Working with an optometrist

Eye exams

Marshall Protocol (MP) patients who have sarcoidosis or symptoms of eye inflammation should have an initial visit by an ophthalmologist (a medical doctor) to be sure that they do not have any conditions that need specific treatment. In general, people with sarcoidosis should have at least annual eye exams, with a photograph taken of the retina for future comparison. For MP patients who have any specific conditions that the doctor is following, more frequent exams may be necessary.
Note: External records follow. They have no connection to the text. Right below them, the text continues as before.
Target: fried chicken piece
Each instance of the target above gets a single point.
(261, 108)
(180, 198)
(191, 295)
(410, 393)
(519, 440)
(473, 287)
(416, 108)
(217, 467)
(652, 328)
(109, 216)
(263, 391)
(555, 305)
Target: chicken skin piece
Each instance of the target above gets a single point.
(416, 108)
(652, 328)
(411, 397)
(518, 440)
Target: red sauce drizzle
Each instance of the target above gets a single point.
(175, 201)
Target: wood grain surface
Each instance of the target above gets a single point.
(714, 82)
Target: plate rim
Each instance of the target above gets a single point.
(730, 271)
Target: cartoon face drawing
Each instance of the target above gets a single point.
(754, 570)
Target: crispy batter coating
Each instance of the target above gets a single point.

The eye exam should include a painless (numbing drops are used beforehand) procedure to measure ocular pressure. Inflammation or steroid use (even topical PredForte) can cause increased pressure in the eye, which could cause irreversible damage. An increase in eye pressure is often undetectable by the patient, so eye pressure should be measured with each eye exam. It is not necessary to dilate the eyes before ocular pressure is measured. If eye inflammation is present, monthly eye exams may be needed.

Patients experiences

Before they put in dilating drops, ask to speak to the doctor. They can (and probably should) do part of the exam before the dilating drops. You can ask what they might miss if they don't use dilating drops. If they do use them, ask that they use as few as possible (as a lower dose is easier to tolerate). There are also some formulations that wear off more quickly, so you can see if they have that. (Our eye doctor uses a mixture they make up at the local eye hospital of 0.25% Phenylephrine hydrochloride and 5% Tropicamide. This makes the eyes dilate and then go back part-way to normal.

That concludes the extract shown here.